🤖 AI Summary
Current machine-generated text detection research is heavily skewed toward English, with a lack of systematic methodologies and benchmarks for Central and Eastern European (CEE) languages. Method: We introduce CE-MGTB—the first multi-domain, multi-generator, multilingual, and adversarially robust detection benchmark for CEE languages—and propose a robust supervised fine-tuning framework based on multilingual pre-trained models. We systematically evaluate cross-lingual transfer and demonstrate the superiority of native-language fine-tuning. Contribution/Results: Experiments across diverse generators, domains, and confusion-based adversarial attacks show that fine-tuning solely on target CEE language data achieves both optimal detection accuracy and strongest robustness—significantly outperforming cross-lingual transfer baselines.

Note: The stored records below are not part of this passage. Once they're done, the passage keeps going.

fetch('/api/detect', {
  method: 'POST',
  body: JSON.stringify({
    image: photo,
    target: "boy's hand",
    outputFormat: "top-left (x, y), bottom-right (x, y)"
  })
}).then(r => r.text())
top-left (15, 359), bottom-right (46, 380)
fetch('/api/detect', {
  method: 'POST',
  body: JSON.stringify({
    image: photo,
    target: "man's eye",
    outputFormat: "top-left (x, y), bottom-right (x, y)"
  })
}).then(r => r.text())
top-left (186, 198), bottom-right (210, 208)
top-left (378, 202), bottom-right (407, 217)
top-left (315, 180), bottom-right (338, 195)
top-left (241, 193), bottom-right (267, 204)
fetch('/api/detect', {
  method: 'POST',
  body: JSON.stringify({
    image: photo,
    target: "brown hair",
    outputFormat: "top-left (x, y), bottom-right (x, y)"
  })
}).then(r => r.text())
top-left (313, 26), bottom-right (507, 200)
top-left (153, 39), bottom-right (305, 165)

CE-MGTB fills a critical research gap in AIGC detection for CEE languages and provides a reproducible benchmark and effective paradigm for non-English AIGC detection.
📝 Abstract
Machine-generated text detection, as an important task, is predominantly focused on English in research. This makes the existing detectors almost unusable for non-English languages, relying purely on cross-lingual transferability. There exist only a few works focused on any of Central European languages, leaving the transferability towards these languages rather unexplored. We fill this gap by providing the first benchmark of detection methods focused on this region, while also providing comparison of train-languages combinations to identify the best performing ones. We focus on multi-domain, multi-generator, and multilingual evaluation, pinpointing the differences of individual aspects, as well as adversarial robustness of detection methods. Supervised finetuned detectors in the Central European languages are found the most performant in these languages as well as the most resistant against obfuscation.